The bill, which was one of many that crossed the governor’s desk on Sept. 30, was co-authored by Assemblymembers Scott Wiener (D-San Francisco), and introduced by Susan Eggman (D-Stockton). It passed in both the assembly and senate floors before going to Brown’s desk in early September.
The governor said in a statement that despite the belief of supporters that the centers would have a positive impact and reduce deaths from drug use, non-supporters—including police, drug court judges and the rehab treatment industry—didn’t agree with the “harm reduction” approach the bill was hoping to achieve.
“Fundamentally, I don’t believe that enabling illegal drug use in government-sponsored injection centers—with no corresponding requirement that the user undergo treatment—will reduce drug addiction,” Brown said in a statement.
Brown also said that although the bill creates immunity under state law, there are no protections under federal law, and cited a claim from United States Attorney General Jeff Sessions that prosecution of local officials and healthcare professional would take place if the bill was passed into law.
Wiener issued a statement voicing his strong disappointment to the veto and the threat of federal prosecution.
“We should not allow threats from a backward federal government stop us from helping people who are dying on our streets,” Wiener said. “The status quo is not working … Safe injection sites provide people with an opportunity to inject in a clean, safe environment with healthcare personnel available to prevent overdoses, and with an opportunity to offer people addiction, healthcare, housing, and other services.
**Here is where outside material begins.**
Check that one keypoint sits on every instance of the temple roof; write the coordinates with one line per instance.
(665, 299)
These sites save lives, and today’s veto is definitely a lost opportunity.”
San Francisco Mayor London Breed also expressed displeasure over the governor’s decision not to sign the bill into law.
“If we are going to stop the drug use we see in public every day and get the needles off our streets, we need proven public health solutions,”
Breed said in a statement: “We have seen these sites work in cities in other countries and we know they not only save lives, but they can save our city money by reducing costs for healthcare and emergency services.”